Conference Program


Architecting Production IoT Analytics

12:20 PM - 1:00 PM PDT, June 18, 2020 | Track 1

What works in production is the only technology criteria that matters. When you look at technology and data engineering choices, even in companies with wildly different Internet of Things use cases, you see something surprising: Successful production Internet of Things architectures show a remarkable number of similarities.
Machine Learning analyses on Internet of Things data has broad applications in a variety of industries from smart buildings to smart farming, from network optimization for telecoms to preventative maintenance on expensive medical machines or factory robots.

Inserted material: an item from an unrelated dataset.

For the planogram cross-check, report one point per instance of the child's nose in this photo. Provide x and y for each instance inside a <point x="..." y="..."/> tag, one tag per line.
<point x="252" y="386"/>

Among other things, every successful IoT architecture includes a distributed streaming pub/sub backbone.
Join us as we drill into the data architectures in a selection of companies like Philips, Anritsu, and Optimal+. Each company, regardless of industry or use case, has one thing in common: highly successful IoT analytics programs in large scale enterprise production deployments.
Come study IoT architectures that work, discuss what drove the decisions behind them, what decisions make sense across broad streaming machine learning use cases, and why.

Learn to
- Judge large scale IoT technology choices critically and objectively
- Avoid some of the traps that have cost other companies time and money and caused so many implementations to fail
- Choose an architecture that will help ensure AI and ML projects make it into production where they have a real impact

Use Case

Paige Roberts

In 23 years in the data management industry, I’ve worked as an engineer, a trainer, a support technician, a technical writer, a marketer, a product manager, and a consultant.I’ve built data engineering pipelines and architectures, documented and tested open source analytics implementations, spun up Hadoop clusters, picked the brains of stars in data analytics and engineering, worked with a lot of different industries, and questioned a lot of assumptions.Now, I promote understanding of Vertica, distributed data processing, open source, high scale data engineering, and how the analytics revolution is changing the world.